Posted by: Richard | Oct 09, 2006 at 20:09
Have you seen the new typeface being brough in for US roads. Its remarkably similar to the one in the UK that Jock Kinneir & Margaret Calvert designed.
Great post.
Posted by: Rob Mortimer | Oct 11, 2006 at 22:47
Oh, and because Hong Kong was under British control for so long, all the road signs are pretty much identical to the UK.
It was really disconcerting to be out in rural Hong Kong and see signs I know from home.
Posted by: Rob Mortimer | Oct 11, 2006 at 22:48
I've been wracking my brains on this one, but from my recollection the British Rail train identification system that won loads of awards was done by Roundel - and it was maybe done around the early 80s. The thing was it was a complete identification system for the freight division of British Rail - and I think they'd looked to the Netherlands for inspiration. I recall seeing some pretty wacky train idents on a trip to Amsterdam (and, no, it wasn't the skunk!) - they were probably done by Gert Dunbar.
All of that information was once in the public domain, but of course the early 80s was pre-internet. And I guess it's not yet quite come around for a revisit - hence it's pretty impossible to find on the web. But, just like glossy paper and rounded corners - what goes around comes around.

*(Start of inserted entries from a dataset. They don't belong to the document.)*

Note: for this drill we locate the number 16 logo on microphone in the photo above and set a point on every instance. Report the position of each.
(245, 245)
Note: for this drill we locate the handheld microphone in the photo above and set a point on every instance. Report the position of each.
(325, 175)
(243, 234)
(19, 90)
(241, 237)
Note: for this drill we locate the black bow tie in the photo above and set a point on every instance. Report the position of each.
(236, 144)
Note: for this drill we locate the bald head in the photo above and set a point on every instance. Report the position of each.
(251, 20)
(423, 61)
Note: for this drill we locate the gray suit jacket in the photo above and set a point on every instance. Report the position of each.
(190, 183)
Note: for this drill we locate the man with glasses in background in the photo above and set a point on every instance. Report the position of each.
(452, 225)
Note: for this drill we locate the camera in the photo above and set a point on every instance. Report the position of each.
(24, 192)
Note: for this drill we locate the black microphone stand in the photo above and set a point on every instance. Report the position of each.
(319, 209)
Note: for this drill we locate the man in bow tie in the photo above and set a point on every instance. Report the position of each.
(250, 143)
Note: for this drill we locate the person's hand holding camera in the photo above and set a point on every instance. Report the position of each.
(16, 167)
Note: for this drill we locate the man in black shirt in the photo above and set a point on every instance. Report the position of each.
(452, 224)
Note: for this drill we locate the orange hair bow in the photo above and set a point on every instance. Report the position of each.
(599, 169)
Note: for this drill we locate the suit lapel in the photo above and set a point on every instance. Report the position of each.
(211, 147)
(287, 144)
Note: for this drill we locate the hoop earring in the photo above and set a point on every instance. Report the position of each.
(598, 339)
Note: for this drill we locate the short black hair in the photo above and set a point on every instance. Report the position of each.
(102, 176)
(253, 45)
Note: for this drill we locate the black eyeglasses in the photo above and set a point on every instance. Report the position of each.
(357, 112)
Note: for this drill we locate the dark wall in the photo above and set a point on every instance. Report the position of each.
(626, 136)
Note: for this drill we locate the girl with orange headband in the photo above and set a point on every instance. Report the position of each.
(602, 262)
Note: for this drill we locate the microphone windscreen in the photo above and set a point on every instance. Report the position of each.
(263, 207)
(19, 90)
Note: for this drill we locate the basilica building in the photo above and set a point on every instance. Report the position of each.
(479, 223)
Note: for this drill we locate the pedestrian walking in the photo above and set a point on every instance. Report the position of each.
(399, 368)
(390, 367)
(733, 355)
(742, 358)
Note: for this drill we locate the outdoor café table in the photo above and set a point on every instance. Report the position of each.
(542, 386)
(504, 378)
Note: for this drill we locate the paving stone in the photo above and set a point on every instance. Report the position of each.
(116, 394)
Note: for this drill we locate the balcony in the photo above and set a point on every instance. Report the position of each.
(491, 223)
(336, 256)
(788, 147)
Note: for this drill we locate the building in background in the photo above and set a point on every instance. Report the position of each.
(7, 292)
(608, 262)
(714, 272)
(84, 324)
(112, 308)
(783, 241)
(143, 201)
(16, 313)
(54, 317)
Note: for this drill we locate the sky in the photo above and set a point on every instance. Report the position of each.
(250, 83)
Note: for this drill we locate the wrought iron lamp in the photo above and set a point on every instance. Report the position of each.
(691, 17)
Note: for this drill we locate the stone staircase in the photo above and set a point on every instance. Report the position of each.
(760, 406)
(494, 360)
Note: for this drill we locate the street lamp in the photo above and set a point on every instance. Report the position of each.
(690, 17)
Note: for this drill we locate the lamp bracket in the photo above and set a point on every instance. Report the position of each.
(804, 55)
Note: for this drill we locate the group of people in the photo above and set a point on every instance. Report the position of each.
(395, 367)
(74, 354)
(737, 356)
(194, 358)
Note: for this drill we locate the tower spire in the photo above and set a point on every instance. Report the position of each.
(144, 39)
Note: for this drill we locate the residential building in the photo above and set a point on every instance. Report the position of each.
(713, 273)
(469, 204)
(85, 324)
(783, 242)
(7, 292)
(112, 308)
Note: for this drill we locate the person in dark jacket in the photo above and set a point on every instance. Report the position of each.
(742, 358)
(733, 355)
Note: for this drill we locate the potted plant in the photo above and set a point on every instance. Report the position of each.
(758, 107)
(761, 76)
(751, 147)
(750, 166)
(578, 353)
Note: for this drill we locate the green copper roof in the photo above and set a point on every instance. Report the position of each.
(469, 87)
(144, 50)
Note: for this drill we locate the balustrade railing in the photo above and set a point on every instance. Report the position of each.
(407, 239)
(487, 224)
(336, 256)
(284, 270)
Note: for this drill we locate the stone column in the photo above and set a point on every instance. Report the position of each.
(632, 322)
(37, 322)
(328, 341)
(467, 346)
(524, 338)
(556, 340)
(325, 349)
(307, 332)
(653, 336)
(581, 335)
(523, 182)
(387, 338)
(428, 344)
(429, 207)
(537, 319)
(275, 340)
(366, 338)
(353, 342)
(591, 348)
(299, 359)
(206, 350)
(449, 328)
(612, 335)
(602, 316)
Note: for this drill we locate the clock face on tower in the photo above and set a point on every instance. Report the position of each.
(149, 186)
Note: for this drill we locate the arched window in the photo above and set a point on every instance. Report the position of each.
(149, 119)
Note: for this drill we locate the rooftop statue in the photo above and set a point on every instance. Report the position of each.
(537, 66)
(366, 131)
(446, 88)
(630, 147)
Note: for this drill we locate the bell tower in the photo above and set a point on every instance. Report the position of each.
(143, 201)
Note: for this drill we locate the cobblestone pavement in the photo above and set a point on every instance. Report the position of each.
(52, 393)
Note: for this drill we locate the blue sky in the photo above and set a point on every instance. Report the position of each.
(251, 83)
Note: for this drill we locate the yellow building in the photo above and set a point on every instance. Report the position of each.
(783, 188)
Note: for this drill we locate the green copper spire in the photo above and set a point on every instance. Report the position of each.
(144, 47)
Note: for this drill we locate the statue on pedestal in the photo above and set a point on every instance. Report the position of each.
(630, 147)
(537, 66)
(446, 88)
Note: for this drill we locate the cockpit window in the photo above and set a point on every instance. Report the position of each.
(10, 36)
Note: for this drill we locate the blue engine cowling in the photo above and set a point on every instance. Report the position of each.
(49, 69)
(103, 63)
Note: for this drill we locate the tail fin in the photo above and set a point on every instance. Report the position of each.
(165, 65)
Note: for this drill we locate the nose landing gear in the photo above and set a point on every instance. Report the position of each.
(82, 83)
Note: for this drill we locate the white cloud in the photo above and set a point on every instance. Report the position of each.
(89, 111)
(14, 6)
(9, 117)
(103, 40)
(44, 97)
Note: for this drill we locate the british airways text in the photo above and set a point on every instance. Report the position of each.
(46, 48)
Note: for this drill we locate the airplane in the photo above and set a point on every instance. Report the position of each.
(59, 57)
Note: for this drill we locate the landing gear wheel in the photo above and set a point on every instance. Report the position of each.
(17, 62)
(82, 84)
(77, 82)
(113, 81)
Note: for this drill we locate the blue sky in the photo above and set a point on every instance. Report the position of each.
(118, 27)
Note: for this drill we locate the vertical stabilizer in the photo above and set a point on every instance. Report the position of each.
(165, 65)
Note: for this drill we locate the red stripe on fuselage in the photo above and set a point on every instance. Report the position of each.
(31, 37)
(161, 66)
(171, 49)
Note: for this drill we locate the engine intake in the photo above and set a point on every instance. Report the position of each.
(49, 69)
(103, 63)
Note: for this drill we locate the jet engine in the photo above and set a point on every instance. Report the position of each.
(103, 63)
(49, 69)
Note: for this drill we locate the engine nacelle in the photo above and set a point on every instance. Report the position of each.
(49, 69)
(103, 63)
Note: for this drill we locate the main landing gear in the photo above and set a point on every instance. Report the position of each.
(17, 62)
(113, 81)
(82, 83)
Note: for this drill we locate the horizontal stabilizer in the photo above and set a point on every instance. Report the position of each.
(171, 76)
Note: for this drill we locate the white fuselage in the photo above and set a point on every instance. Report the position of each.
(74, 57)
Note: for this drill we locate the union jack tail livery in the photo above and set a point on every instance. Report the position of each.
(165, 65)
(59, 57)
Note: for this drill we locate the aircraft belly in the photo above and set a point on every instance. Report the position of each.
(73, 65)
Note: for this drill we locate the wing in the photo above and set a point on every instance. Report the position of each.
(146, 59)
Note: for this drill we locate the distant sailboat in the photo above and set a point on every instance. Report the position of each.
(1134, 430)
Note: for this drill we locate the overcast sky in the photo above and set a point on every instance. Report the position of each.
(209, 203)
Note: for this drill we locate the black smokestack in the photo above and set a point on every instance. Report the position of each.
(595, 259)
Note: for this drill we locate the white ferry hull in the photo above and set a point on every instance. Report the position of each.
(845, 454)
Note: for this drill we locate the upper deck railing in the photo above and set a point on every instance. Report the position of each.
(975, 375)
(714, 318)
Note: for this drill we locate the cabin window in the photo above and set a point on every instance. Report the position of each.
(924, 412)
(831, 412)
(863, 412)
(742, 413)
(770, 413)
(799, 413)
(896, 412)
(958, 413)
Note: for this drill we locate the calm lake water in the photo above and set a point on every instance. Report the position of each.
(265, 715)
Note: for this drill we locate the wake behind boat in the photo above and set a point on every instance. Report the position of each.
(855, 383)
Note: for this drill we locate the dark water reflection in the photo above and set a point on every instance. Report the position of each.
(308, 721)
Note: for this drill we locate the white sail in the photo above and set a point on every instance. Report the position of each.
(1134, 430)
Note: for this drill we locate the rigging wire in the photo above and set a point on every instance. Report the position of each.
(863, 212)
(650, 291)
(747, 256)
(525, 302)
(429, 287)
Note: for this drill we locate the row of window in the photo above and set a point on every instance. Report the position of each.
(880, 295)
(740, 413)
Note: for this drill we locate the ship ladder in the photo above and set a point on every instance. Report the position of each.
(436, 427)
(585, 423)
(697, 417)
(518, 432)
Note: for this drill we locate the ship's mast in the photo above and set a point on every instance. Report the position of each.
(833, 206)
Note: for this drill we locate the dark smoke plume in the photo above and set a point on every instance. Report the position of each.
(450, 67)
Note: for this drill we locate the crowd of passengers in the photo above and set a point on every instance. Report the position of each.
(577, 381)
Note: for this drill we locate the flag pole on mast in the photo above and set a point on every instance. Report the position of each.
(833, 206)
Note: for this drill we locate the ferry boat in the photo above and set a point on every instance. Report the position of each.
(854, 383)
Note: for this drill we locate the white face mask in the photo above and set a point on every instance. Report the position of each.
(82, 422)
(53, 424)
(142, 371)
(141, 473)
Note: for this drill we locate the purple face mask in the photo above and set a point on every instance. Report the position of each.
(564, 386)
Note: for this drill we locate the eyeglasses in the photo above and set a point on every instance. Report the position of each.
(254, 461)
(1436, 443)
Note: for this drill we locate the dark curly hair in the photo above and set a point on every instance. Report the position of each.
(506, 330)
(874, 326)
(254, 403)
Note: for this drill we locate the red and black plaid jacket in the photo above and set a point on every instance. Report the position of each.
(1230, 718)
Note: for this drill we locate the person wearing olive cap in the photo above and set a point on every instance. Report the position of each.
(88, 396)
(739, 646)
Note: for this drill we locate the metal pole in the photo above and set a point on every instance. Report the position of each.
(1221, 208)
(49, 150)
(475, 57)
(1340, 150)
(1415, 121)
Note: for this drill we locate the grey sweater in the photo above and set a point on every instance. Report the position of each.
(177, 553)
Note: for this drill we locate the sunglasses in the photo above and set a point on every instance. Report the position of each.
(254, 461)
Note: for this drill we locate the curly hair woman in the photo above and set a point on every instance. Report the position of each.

Maybe Roundel themselves (www.roundel.com) could enlighten us? Although I'm not sure that the Roundel of then is the Roundel of now.
Posted by: David | Oct 12, 2006 at 14:34
No new posts show up for NDG. But I decide to have a look anyway. And I stumble upon this gem of a post.
Posted by: Tomi | May 02, 2011 at 19:23
Yes Tomi, this is one of the best posts on this blog.